Want to hear my favorite tax-day memory? Too bad, you're going to hear it anyway. I was in high school, at a dance with my cousin Katie. Her father, my Uncle Tom, picked us up from the dance at 11:48 and said, "Quick, get in the car, we have twelve minutes to get to the post office." Then followed a wild ride through downtown Buffalo and into the old First Ward. We drove through neighborhoods that looked like the one pictured below, and my uncle, while speeding through the dark streets, took the time to give us a little history of the area, first built up by Irish immigrants in the 1820s. I was fascinated by the dismal old houses. There was not a light on in any house and their steep gables seemed vulnerable yet also slightly menacing. That midnight ride to the post office made such an impression on me that and as an adult I tried in vain to find the area he said was called the "Valley" and once even got lost after crossing two drawbridges into the sort of neighborhood where people circle you like sharks when you stop for a red light.

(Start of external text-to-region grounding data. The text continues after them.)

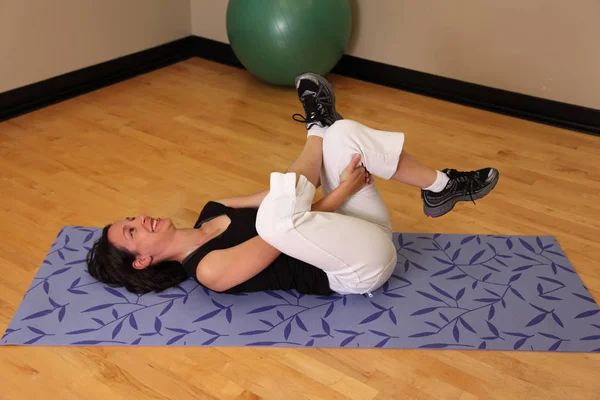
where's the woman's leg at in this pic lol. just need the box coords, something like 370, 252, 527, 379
256, 75, 428, 295
283, 136, 323, 188
255, 120, 439, 294
391, 152, 437, 188
256, 170, 397, 295
256, 73, 498, 295
254, 119, 455, 295
319, 120, 406, 236
257, 74, 396, 295
320, 119, 499, 219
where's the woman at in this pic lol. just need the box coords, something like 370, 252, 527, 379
87, 73, 499, 297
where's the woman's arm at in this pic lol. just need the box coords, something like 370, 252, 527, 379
216, 177, 360, 212
216, 170, 363, 212
216, 182, 354, 212
196, 236, 281, 292
214, 190, 270, 209
311, 183, 353, 212
312, 155, 370, 212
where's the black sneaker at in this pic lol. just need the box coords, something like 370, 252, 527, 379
421, 168, 500, 217
292, 72, 343, 129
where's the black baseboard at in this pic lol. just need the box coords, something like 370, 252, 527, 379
333, 56, 600, 136
0, 37, 195, 123
188, 37, 599, 136
191, 36, 243, 70
2, 35, 598, 136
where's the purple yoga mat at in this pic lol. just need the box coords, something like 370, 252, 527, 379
2, 227, 600, 351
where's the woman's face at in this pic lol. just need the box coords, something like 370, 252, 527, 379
107, 215, 176, 268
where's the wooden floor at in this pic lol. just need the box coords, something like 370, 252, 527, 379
1, 58, 599, 399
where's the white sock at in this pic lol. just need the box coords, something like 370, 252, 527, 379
423, 170, 450, 192
307, 125, 328, 138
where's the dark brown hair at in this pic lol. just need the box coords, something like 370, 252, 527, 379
86, 225, 188, 294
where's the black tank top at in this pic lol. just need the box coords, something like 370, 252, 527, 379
181, 201, 332, 295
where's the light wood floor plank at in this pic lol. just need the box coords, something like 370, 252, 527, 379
1, 58, 599, 399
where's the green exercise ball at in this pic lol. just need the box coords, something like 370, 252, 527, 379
226, 0, 352, 86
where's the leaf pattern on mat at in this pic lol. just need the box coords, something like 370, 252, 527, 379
2, 228, 600, 351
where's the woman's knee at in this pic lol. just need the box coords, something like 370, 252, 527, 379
323, 120, 361, 150
375, 234, 398, 268
362, 239, 397, 293
255, 192, 287, 243
255, 172, 314, 242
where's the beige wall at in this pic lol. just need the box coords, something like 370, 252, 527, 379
190, 0, 599, 110
0, 0, 191, 94
191, 0, 228, 44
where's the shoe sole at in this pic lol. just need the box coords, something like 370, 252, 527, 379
424, 172, 500, 218
295, 73, 343, 121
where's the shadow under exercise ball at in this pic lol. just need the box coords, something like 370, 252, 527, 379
226, 0, 352, 86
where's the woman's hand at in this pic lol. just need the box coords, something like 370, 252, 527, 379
340, 154, 371, 196
310, 154, 371, 213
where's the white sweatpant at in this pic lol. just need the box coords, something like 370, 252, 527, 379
256, 120, 405, 295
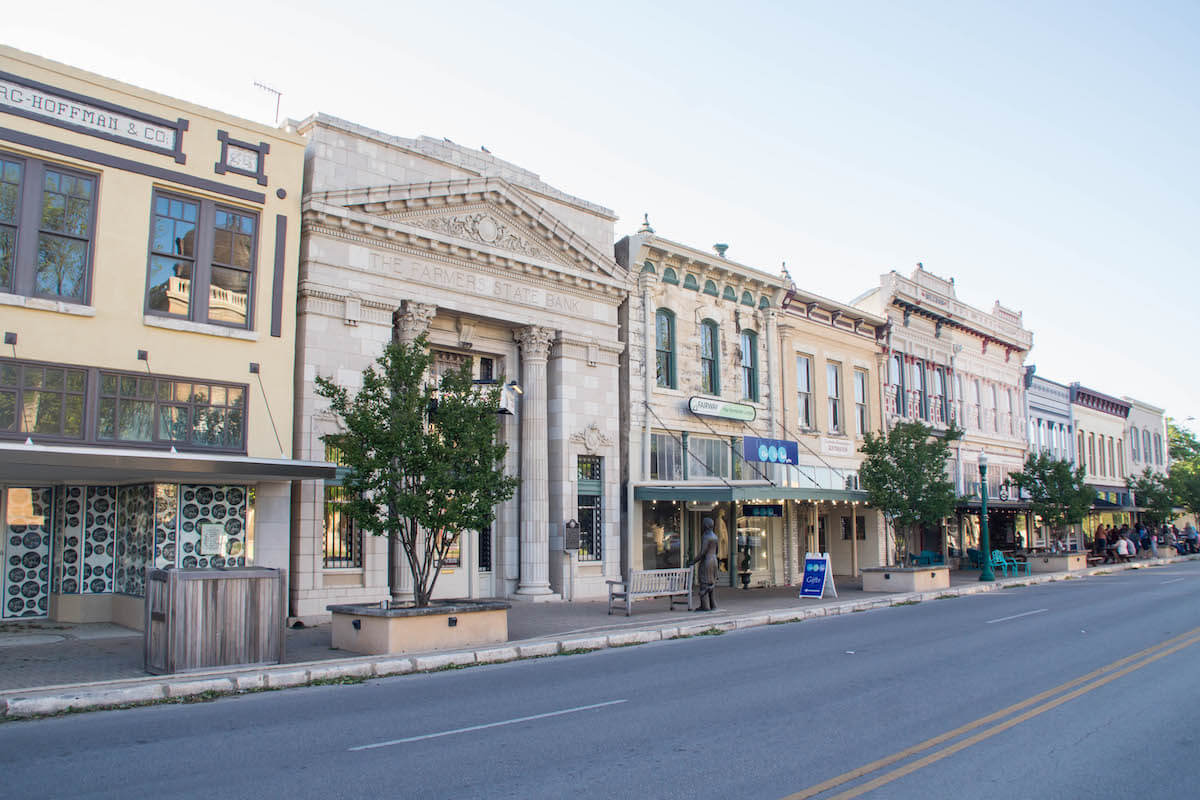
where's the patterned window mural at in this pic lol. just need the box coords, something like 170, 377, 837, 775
3, 487, 52, 618
176, 485, 249, 570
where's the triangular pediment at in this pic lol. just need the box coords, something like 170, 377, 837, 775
315, 177, 623, 282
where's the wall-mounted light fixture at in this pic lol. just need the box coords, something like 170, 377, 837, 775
249, 362, 260, 374
137, 350, 148, 361
3, 332, 15, 346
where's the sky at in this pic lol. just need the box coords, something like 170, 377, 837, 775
5, 1, 1199, 428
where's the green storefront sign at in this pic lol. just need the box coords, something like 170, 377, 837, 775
688, 396, 757, 422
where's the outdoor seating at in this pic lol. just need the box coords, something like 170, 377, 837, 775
966, 548, 984, 569
991, 549, 1030, 577
607, 568, 694, 616
912, 550, 944, 566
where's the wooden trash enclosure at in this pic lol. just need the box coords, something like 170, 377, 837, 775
145, 567, 286, 675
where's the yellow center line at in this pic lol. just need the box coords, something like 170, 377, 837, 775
782, 625, 1200, 800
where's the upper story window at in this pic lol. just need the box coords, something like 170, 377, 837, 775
97, 371, 245, 450
1130, 427, 1140, 462
1143, 430, 1152, 466
650, 432, 683, 480
654, 309, 676, 389
700, 320, 719, 395
827, 362, 842, 434
913, 360, 928, 420
688, 434, 730, 479
740, 330, 758, 402
1089, 433, 1097, 475
1078, 430, 1086, 470
796, 355, 812, 428
854, 368, 868, 437
0, 152, 98, 304
1117, 438, 1124, 477
1154, 433, 1163, 465
888, 353, 905, 416
932, 368, 947, 423
973, 380, 982, 430
1006, 389, 1015, 435
146, 190, 258, 329
989, 385, 999, 432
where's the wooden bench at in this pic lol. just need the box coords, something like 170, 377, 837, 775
607, 568, 694, 616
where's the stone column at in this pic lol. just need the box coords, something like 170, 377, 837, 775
850, 503, 860, 577
388, 300, 437, 603
515, 325, 556, 596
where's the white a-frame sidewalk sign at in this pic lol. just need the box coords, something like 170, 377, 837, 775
799, 552, 837, 599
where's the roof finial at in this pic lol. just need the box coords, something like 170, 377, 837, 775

Anyway, back on that tax day, we screeched into the parking lot of the post office, and joined a line of cars that approached a postal clerk who stood in the middle of the lot with a stamp and a bin. You handed your tax return to him, through your car window, and he stamped it with an April 15th postmark and dropped it into the bin. I seem to remember there was some generosity here, perhaps a one or two minute extension of the deadline, like if you were in line by midnight, they'd still stamp your tax return. At any rate, we got there in time, but only just. I thought it extremely exciting. My own parents' method of paying taxes was far less dramatic.
I did a search, on tax day, to see if some post offices still stay open until midnight on April 15th, and it appears that they do not. Spoilsports.